Previous research by others has shown that the dopamine pathways that interact with the learning circuitry are starting to mature during adolescence. We were interested whether the cells within the learning circuit were also undergoing changes in how they process dopamine. First, we used real-time quantitative PCR to explore mRNA levels for the dopamine receptor. We found that compared to adult and juvenile brains, there was significantly more mRNA for dopamine receptors in adolescent rats in the areas of the brain that are responsible for associative learning. Second, we used immunohistochemical methods to determine how the dopamine receptor protein was distributed within these areas. We found that the receptors were expressed in about twice as many cells in these brain areas during adolescence compared to juvenile or adult rats. Taking both methods into consideration, we concluded that there are more dopamine receptors in the learning circuitry in adolescent brains than in adult or juvenile brains.
These findings prompted us to test whether targeting the dopamine system with drugs during adolescence would change how well rats could learn the odor association task. We used two drugs that targeted specific dopamine receptor subtypes. When we administered low doses of these drugs to adolescent rats, we found that they learned the associations as fast as adult and juvenile animals, taking about 10 trials to reach criterion. Further, these rats were highly focused during the task, displaying very low levels of distractibility.
These results suggest that dopaminergic modulation of cortical function may be important for learning the meaning of environmental stimuli, and that developmental changes in cortical dopaminergic circuitry may underlie age-related differences in associative learning. These results also suggest that early experience with learning tasks may improve adolescent associative learning.

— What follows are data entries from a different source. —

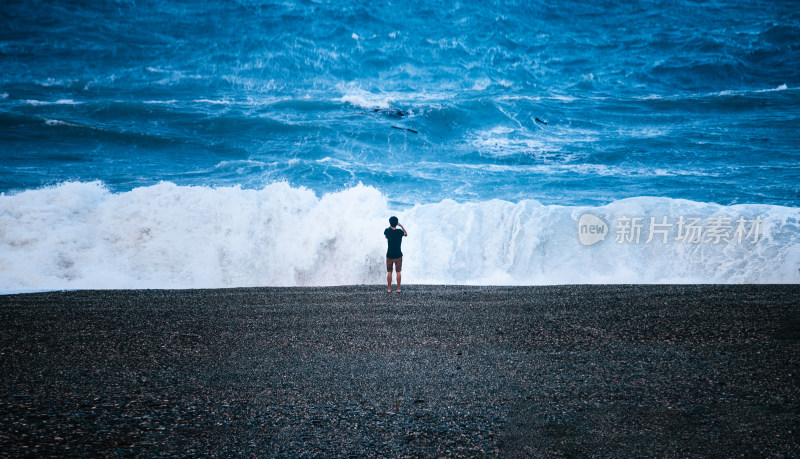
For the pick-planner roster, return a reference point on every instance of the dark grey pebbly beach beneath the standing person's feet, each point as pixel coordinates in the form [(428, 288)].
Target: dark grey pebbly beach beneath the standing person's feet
[(436, 371)]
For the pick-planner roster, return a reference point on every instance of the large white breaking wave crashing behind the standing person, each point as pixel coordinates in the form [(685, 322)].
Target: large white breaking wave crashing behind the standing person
[(80, 235)]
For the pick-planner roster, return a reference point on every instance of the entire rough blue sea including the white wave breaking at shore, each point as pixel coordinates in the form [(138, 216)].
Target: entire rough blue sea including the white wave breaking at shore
[(228, 143)]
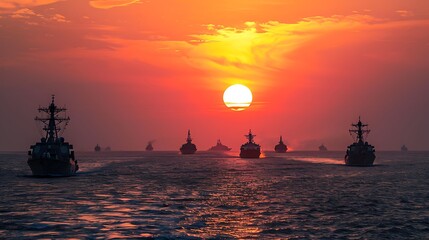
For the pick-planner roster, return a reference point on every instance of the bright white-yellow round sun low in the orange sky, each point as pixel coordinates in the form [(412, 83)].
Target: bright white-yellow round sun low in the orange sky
[(237, 97)]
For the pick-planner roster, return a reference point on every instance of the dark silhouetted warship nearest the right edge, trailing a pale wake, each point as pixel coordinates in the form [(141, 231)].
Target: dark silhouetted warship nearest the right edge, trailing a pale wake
[(360, 153)]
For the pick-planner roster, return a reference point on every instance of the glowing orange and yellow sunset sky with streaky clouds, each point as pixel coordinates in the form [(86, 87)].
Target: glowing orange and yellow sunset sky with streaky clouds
[(131, 71)]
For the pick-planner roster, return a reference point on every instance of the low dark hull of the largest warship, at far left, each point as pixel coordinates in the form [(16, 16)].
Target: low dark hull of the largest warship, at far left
[(52, 167)]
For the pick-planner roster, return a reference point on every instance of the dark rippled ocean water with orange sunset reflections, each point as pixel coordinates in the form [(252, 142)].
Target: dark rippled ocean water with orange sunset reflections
[(164, 195)]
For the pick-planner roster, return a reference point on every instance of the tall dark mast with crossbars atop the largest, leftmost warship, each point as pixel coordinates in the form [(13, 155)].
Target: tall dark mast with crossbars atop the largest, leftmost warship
[(52, 120)]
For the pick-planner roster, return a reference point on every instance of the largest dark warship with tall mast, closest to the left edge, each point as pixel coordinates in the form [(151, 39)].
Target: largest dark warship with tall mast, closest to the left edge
[(52, 156)]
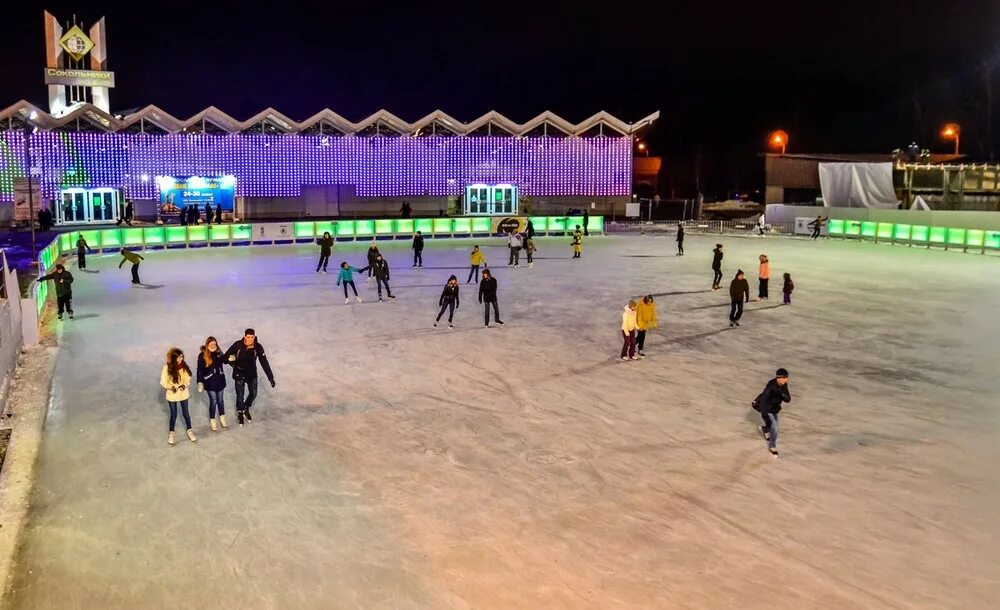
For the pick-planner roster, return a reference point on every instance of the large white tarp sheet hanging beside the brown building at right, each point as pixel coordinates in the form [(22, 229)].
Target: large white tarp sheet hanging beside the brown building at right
[(857, 185)]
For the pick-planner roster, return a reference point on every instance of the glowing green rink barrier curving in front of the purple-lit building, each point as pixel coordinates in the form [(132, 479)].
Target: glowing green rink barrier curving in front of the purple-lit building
[(264, 233)]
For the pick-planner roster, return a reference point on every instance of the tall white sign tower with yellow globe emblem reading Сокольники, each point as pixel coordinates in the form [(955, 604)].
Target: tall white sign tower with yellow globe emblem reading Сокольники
[(76, 65)]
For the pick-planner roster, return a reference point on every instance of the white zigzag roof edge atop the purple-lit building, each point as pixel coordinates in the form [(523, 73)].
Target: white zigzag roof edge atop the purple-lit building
[(88, 117)]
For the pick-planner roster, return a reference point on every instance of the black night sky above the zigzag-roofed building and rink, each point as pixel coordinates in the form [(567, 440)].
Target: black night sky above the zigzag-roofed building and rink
[(838, 76)]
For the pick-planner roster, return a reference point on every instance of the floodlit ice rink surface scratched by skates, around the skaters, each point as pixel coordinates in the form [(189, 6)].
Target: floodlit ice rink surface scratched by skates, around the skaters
[(401, 466)]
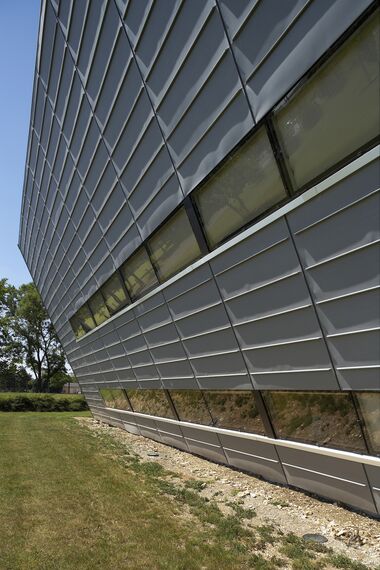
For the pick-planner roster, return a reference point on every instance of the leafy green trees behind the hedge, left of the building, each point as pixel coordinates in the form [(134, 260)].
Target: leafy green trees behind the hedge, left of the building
[(27, 338)]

Our study shows that associations are learned more rapidly, and that behavior becomes more focused, when the dopamine system is more highly activated. Such activation could occur either by a highly rewarding situation or through drug use. What does this mean for drug addiction? It might mean that during adolescence, a drug that is able to activate the dopamine system also activates learning circuitry, which learns behavior of taking drugs, and voilà: an addiction is born.
What could our results be telling us about adolescent behavior in general? What is the advantage of increased distractibility and slower learning during adolescence? Perhaps the system ensures that learning is specific to associations that are repeatedly confirmed, or that are highly rewarding and lead to greater dopamine release. Such a system would be expected to increase behavioral variety and flexibility, including exploratory and risk-taking behaviors. In this way, behaviors that are important for survival such as foraging, colonizing new territory, and engaging in social behaviors are promoted. While these behaviors would increase the survival risk for individuals, the expanded territory and increased social interactions that would result from a population biased towards these behaviors would benefit the survival of the species.